Mistake #4. Unsuitable soil for planting

Depleted or over-fertilized soil will be a bad “home” for young plants. It needs to be prepared for planting seedlings and this is not as difficult as it may seem.

When planting in the fall, the seedling roots will begin strong growth only in the spring, when the soil in the planting hole will already be dense enough

As organic fertilizer for the planting hole will suit the already mentioned decomposed manure or compost (up to 30 kg per hole). In clay soils, you need to add 3-5 buckets of coarse sand, and for sandy soil – the same amount of clay. You can also lay a layer of turf (grass down) at the bottom of the planting hole. If earthworms live in it, over time they will increase the humus content of the soil and allow the seedlings to get the necessary supply of minerals.

Mistake #5. Temporary planting of seedlings “under winter”

It is during the fall digging that can cause irreparable damage to the seedling. Gardeners sometimes confuse temporary burying with permanent burying or “forget” seedlings right on the plot. Temporary mowing is carried out either directly before planting the plant, or before putting it into winter storage. Its main purpose is to protect the roots from drying out. To do this, a small depression is dug, seedlings are laid at a slope so that the root system “hides” in the hole, and is slightly covered with earth.

The pit should be sized to accommodate the roots of all plants to be dug for the winter.

In some cases, you don’t even dig a hole for the roots, but simply pour an earth mound on top. In this form, the seedlings are fine to winter. But in the spring, as soon as the soil thaws, they must be dug up and planted in a permanent place.

If you did not have time to plant seedlings in the fall, it is better to do them for winter storage. To do this, lay the young trees with their crowns to the south in deep grooves. The south wall of the grooves should be located at an angle of 45 degrees. The distance between the stems should be 10-15 cm. Cover the roots with soil and compact it slightly to fill in all the gaps between the roots.
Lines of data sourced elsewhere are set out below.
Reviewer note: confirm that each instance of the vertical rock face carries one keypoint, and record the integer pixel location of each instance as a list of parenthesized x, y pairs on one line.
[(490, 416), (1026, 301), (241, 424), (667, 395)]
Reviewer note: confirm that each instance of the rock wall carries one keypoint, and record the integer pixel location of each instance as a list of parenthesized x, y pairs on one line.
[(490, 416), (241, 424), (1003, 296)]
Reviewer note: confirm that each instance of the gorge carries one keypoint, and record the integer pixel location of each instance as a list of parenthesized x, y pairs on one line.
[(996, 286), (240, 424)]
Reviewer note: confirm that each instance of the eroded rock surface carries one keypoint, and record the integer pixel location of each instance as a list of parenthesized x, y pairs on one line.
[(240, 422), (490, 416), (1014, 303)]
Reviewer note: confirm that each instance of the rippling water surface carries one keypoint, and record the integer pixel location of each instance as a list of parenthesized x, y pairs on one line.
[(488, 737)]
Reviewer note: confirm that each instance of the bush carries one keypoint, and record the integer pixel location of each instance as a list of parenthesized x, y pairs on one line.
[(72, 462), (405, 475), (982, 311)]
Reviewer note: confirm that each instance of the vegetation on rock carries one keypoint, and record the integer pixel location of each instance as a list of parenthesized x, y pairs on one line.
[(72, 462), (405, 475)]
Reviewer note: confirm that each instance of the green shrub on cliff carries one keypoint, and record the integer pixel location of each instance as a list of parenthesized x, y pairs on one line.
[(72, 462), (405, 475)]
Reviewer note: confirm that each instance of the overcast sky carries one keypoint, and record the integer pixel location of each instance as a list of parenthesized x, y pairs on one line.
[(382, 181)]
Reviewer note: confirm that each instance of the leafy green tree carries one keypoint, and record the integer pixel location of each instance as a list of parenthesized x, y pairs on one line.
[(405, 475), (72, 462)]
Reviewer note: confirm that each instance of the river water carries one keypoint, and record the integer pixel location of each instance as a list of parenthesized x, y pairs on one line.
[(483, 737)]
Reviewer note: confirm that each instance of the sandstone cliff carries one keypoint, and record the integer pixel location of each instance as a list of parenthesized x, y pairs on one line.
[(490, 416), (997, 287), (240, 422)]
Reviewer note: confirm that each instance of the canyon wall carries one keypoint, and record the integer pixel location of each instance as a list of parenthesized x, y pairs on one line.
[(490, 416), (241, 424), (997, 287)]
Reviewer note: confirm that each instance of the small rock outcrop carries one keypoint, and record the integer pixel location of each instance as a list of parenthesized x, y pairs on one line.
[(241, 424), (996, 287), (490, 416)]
When the hole is half full, sprinkle it with water and backfill the remaining soil up to the base of the branches. To avoid rooting out of the soil and exposure to severe frosts, bury the seedlings no later than October 20.

Mistake #6. Excessive watering of seedlings

After planting in a permanent place seedlings often and without reason begin to water with a large amount of water. Since this is done in a hurry, the trees are watered with ordinary artesian water. In dry weather, this leads to the formation of a crust that “clogs” the root system and prevents oxygenation.
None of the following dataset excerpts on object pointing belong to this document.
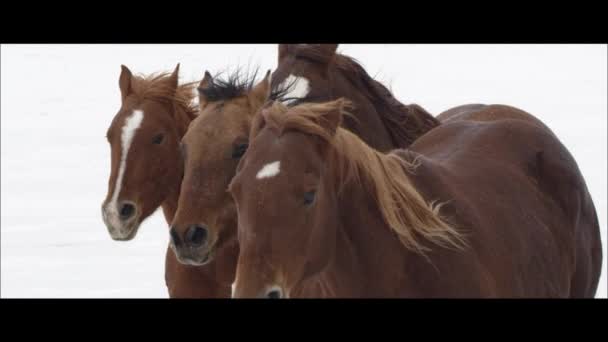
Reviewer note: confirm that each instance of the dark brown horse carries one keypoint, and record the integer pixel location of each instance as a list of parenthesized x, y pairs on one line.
[(316, 73), (486, 208), (204, 227), (146, 168), (206, 218)]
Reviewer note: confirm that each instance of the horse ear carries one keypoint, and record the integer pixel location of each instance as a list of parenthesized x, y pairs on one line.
[(283, 51), (206, 81), (261, 92), (328, 50), (204, 84), (258, 122), (332, 118), (124, 81), (174, 78)]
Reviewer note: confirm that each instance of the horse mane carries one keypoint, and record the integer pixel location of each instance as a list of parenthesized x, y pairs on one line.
[(238, 83), (385, 176), (156, 87), (404, 123)]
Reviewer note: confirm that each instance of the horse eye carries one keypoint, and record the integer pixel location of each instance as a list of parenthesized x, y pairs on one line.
[(158, 139), (239, 150), (309, 197)]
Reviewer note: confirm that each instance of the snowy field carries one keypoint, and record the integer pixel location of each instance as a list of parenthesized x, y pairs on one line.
[(58, 101)]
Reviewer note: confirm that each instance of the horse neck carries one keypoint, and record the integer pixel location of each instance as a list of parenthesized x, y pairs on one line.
[(383, 121), (365, 246), (169, 205)]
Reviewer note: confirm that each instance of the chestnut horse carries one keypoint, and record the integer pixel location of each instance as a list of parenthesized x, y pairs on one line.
[(205, 222), (146, 169), (316, 73), (472, 209), (204, 227)]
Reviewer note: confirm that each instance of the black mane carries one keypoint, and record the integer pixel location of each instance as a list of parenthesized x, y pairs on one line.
[(238, 83)]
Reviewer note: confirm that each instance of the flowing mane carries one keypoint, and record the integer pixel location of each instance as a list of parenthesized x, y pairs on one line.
[(404, 123), (237, 83), (156, 86), (385, 176)]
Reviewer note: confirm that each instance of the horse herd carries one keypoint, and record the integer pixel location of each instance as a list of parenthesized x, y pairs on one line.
[(317, 182)]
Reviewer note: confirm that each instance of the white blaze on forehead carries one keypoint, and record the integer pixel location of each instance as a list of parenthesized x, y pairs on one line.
[(132, 123), (299, 86), (269, 170)]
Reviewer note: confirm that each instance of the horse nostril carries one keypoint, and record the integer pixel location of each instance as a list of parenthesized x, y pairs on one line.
[(126, 211), (196, 236), (175, 237), (274, 294)]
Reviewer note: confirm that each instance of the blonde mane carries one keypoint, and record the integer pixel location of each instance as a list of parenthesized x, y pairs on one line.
[(384, 176), (157, 87)]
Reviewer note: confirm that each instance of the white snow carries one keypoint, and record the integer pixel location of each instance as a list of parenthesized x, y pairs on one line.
[(57, 102)]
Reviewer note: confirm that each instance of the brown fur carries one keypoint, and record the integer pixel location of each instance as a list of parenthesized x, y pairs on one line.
[(381, 175), (378, 117), (154, 173), (222, 126), (530, 224)]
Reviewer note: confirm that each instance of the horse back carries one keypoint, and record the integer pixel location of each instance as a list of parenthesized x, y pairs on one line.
[(519, 196)]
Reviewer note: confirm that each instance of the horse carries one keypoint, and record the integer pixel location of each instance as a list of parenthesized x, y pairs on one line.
[(146, 171), (473, 209), (204, 227), (206, 217), (317, 73)]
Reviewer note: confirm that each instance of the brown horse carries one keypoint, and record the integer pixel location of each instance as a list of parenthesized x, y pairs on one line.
[(146, 168), (204, 227), (473, 209), (206, 218), (316, 73)]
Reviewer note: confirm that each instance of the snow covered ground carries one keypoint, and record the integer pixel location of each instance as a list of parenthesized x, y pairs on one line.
[(58, 100)]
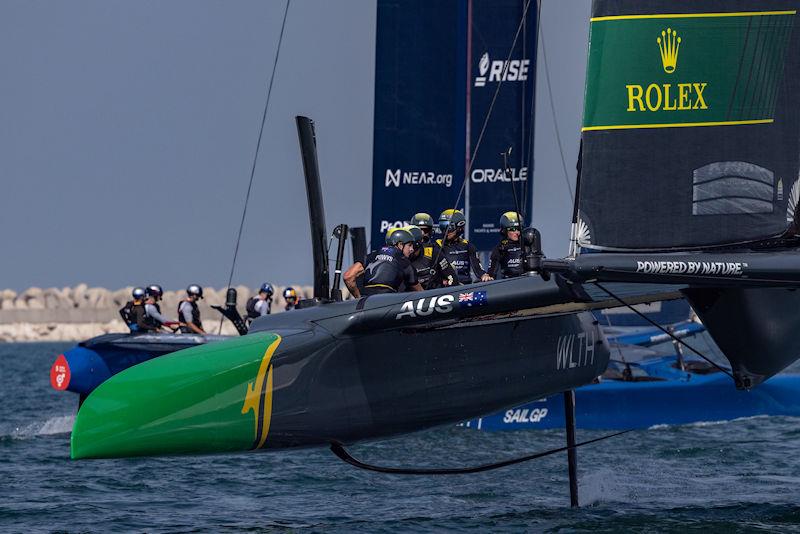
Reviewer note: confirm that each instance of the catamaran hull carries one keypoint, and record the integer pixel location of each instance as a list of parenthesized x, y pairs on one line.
[(291, 387), (90, 363), (623, 405)]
After planting, young seedlings should be watered at the rate of 3-4 buckets of water per tree and 1-2 buckets of water per bush regardless of the moisture content of the soil. When the water is absorbed, bedding circles should be mulched with peat, humus, compost or just dry earth. No more watering of plants until spring.

Mistake #7. Incorrect installation of the peg. 

After watering and compaction, pay attention to the position of the peg. It is installed not for beauty, but to fix the young plant in the soil. This ensures good rooting and holds the seedling in wind gusts. If the peg is placed in the ground unstably, over time, the tree itself may fall.

Select stakes according to the size of the seedling – the higher the plant, the higher and thicker the stakes should be

First, it should be hammered into the ground to a depth of 15-20 cm. Secondly, the seedling should be tied to the support in a figure of eight. It is this method that ensures good rooting of the seedling and shock absorption in case of strong wind.  

The top of the peg should be located just below the level of the crown of the tree. 

Now you know what mistakes gardeners make most often, engaged in planting seedlings in the autumn. Perhaps you have your own list of blunders that you made. Share it in the comments – let’s “work on the mistakes” together!